Laboratory for Biomolecular Nanotechnology, Department of Biosciences, School of Natural Sciences Technical University of Munich, 85748 Garching, Germany.
Munich Institute of Biomedical Engineering, Technical University of Munich, 85748 Garching, Germany.
Science. 2024 Oct 25;386(6720):439-445. doi: 10.1126/science.adq1741. Epub 2024 Oct 24.
Machine learning (ML)-based design approaches have advanced the field of de novo protein design, with diffusion-based generative methods increasingly dominating protein design pipelines. Here, we report a "hallucination"-based protein design approach that functions in relaxed sequence space, enabling the efficient design of high-quality protein backbones over multiple scales and with broad scope of application without the need for any form of retraining.
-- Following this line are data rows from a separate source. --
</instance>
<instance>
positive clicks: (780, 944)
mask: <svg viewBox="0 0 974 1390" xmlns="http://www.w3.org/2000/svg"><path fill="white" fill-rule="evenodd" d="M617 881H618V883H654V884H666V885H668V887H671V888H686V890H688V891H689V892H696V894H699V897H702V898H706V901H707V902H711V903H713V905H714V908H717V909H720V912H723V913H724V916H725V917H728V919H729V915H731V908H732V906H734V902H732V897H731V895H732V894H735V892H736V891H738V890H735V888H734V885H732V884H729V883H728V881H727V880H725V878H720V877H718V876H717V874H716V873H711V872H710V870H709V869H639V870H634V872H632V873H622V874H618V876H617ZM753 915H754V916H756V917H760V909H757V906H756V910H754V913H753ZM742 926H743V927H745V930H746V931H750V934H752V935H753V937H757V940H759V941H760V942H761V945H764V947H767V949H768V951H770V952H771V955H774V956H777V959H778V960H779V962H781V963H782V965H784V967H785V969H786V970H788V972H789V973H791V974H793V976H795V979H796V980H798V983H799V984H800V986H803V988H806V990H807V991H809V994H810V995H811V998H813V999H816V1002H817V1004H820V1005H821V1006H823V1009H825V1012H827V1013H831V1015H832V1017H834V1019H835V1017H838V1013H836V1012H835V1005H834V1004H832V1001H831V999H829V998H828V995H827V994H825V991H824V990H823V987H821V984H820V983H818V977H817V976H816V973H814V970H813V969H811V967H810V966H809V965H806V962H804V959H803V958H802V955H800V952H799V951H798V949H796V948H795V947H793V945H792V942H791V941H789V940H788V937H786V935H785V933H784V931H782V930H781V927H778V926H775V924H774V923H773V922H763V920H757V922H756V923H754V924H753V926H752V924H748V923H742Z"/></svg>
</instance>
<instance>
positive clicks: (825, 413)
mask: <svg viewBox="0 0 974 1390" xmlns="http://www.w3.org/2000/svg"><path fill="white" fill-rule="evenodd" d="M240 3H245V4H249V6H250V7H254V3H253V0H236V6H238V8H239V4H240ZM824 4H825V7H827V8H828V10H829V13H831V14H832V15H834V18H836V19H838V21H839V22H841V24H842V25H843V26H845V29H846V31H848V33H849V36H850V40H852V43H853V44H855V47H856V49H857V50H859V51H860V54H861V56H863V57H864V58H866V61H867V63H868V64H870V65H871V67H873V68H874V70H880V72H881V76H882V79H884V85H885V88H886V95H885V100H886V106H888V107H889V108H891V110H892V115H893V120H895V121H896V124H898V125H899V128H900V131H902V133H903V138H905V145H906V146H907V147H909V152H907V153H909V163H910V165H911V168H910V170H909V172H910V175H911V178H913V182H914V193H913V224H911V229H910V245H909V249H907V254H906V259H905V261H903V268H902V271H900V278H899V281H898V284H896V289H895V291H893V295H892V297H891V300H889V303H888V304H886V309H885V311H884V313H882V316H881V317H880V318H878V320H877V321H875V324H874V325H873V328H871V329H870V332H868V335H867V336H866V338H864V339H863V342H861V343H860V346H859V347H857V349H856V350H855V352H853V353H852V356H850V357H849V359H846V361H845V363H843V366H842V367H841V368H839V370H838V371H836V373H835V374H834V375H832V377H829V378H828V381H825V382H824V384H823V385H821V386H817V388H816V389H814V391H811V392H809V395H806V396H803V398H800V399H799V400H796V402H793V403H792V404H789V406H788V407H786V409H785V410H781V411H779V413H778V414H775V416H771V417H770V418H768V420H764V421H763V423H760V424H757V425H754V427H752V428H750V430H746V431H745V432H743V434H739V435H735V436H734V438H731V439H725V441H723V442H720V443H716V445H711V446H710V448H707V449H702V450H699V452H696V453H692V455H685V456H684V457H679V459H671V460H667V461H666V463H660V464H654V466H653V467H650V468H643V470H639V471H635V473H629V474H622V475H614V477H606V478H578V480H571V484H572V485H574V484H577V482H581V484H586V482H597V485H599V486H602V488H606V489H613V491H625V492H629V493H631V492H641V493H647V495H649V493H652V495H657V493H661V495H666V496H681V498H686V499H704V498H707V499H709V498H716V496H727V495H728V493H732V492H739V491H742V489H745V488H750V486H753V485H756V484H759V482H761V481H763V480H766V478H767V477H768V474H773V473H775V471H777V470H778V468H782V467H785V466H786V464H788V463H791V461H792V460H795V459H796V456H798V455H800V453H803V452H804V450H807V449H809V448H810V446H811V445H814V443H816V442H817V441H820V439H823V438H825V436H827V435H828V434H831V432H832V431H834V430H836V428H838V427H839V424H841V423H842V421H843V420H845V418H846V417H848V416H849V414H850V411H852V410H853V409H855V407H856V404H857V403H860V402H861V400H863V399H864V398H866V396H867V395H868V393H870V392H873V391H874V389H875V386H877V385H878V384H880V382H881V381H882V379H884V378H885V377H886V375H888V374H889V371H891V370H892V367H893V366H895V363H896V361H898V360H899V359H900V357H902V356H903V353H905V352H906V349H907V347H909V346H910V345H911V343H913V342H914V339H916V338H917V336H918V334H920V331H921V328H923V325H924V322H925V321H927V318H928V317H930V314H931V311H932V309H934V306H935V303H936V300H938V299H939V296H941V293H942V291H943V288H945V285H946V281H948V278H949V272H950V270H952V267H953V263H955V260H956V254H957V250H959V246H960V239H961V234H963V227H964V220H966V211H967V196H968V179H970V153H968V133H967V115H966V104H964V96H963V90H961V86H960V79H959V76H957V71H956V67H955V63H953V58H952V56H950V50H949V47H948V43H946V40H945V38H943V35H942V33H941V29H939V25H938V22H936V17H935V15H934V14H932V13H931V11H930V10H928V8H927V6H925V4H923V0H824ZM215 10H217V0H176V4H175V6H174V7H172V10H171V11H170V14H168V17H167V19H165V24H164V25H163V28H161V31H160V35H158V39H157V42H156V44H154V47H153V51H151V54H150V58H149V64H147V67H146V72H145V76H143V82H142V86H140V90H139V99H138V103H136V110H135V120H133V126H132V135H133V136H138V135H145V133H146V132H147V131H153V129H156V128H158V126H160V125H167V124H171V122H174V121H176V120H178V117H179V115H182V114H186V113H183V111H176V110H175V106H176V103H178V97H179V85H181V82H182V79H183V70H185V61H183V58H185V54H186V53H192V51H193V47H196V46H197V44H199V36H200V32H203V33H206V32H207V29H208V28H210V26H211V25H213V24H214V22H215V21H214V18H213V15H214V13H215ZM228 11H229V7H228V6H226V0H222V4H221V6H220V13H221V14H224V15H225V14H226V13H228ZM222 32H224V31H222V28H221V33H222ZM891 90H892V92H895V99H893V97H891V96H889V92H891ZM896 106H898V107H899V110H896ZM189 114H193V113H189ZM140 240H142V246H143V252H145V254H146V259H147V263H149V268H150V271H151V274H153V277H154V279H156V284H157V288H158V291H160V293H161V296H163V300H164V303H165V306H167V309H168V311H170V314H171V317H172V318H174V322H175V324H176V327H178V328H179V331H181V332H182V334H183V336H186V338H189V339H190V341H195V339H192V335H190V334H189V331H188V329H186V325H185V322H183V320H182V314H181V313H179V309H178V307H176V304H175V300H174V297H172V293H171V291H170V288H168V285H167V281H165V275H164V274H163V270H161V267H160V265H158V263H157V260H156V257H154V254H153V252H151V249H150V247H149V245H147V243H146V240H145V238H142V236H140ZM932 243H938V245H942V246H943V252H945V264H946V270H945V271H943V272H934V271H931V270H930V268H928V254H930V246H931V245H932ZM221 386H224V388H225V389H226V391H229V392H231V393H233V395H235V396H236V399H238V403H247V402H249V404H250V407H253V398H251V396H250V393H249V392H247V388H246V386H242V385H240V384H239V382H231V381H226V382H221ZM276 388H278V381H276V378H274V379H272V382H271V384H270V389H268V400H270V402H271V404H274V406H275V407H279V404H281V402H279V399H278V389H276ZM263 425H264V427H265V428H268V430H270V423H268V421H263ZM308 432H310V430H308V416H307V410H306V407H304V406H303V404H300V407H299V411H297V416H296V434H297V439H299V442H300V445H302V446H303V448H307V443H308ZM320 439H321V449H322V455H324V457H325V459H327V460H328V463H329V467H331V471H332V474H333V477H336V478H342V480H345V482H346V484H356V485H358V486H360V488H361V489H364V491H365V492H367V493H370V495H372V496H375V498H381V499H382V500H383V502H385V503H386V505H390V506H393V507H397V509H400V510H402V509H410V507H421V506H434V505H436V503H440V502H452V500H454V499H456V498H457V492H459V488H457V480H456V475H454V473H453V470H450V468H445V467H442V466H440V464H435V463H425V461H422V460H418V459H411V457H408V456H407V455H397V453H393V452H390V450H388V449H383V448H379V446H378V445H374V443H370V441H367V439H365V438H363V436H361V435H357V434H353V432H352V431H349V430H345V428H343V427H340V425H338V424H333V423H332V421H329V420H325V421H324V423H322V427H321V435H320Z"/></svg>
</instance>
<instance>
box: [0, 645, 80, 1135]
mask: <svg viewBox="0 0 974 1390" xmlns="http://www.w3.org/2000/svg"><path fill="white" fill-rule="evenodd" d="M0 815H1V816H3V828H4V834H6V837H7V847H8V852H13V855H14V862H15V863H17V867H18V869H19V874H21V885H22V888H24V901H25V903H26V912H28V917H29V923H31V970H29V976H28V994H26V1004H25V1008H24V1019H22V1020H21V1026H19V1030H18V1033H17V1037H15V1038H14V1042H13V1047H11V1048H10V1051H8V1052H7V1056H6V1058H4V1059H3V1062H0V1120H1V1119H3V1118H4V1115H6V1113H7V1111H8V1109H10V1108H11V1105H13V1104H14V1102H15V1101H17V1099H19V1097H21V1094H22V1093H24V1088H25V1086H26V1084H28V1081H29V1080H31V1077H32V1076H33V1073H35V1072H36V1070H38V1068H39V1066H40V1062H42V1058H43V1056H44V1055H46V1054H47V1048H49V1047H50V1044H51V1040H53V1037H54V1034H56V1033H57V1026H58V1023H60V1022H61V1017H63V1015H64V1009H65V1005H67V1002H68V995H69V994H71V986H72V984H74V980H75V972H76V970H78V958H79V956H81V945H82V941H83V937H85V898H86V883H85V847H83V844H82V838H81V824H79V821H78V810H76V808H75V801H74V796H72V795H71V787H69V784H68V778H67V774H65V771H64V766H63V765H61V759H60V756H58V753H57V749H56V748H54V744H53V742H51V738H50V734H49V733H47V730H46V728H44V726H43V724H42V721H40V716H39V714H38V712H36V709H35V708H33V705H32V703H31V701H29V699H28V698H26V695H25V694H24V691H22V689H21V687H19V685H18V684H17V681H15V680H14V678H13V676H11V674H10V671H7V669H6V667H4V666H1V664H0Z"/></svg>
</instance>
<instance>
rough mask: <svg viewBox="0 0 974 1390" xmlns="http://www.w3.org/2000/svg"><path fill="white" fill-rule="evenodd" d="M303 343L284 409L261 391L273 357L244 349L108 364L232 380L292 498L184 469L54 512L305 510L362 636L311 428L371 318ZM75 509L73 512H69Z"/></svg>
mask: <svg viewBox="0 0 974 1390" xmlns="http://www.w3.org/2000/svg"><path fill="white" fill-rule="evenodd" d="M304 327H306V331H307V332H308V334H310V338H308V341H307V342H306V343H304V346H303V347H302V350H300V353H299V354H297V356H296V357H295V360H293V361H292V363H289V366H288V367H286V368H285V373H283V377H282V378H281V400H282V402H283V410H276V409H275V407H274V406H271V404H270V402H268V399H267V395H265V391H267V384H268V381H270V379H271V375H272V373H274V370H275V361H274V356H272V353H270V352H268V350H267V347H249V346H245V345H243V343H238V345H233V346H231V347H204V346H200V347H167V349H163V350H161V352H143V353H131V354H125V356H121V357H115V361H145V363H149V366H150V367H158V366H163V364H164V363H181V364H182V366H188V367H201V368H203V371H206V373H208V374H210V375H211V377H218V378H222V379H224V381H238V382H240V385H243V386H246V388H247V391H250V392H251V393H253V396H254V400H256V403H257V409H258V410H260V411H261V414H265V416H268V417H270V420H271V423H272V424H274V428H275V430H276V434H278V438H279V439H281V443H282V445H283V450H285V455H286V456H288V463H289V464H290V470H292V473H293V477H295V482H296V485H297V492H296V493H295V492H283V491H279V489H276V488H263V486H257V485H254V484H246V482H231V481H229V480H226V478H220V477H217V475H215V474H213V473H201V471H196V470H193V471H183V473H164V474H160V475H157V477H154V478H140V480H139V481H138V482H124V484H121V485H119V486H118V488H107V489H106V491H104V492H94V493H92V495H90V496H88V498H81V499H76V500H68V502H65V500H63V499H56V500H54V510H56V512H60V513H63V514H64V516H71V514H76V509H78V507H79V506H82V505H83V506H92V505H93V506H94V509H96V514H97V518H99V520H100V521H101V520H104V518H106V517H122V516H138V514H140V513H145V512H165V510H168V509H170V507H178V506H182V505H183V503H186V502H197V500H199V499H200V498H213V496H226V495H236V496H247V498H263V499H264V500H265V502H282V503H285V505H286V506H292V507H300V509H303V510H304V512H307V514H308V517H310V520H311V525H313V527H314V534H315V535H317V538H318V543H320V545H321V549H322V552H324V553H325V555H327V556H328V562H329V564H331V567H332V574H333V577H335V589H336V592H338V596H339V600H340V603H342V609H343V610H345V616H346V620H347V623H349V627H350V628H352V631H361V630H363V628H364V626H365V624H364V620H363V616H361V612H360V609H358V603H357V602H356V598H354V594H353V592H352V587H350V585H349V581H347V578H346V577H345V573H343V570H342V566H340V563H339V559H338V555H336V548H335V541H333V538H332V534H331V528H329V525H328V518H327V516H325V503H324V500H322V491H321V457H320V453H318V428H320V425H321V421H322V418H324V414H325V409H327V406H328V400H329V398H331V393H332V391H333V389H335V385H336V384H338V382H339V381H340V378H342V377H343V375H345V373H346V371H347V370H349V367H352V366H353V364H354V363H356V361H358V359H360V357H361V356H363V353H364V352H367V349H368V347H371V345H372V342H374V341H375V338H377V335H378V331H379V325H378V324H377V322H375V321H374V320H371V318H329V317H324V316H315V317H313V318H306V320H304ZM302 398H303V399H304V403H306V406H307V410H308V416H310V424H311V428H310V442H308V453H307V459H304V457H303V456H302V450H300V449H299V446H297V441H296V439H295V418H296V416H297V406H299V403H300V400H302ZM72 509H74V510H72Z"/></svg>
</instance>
We experimentally produced and characterized more than 100 proteins. Three high-resolution crystal structures and two cryo-electron microscopy density maps of designed single-chain proteins comprising up to 1000 amino acids validate the accuracy of the method. Our pipeline can also be used to design synthetic protein-protein interactions, as validated experimentally by a set of protein heterodimers. Relaxed sequence optimization offers attractive performance with respect to designability, scope of applicability for different design problems, and scalability across protein sizes.
基于机器学习 (ML) 的设计方法推动了从头蛋白质设计领域的发展,基于扩散的生成方法越来越主导蛋白质设计流程。在这里,我们报告了一种基于“幻觉”的蛋白质设计方法,该方法在宽松的序列空间中起作用,能够在多个尺度上高效设计高质量的蛋白质骨架,并具有广泛的应用范围,而无需任何形式的再训练。我们通过实验生产和表征了 100 多种蛋白质。三个高分辨率的晶体结构和两个设计的包含多达 1000 个氨基酸的单链蛋白质的冷冻电子显微镜密度图验证了该方法的准确性。我们的流水线还可以用于设计合成蛋白质-蛋白质相互作用,这通过一组蛋白质异二聚体的实验得到了验证。松弛序列优化在设计性、不同设计问题的适用范围以及蛋白质大小的可扩展性方面具有吸引力。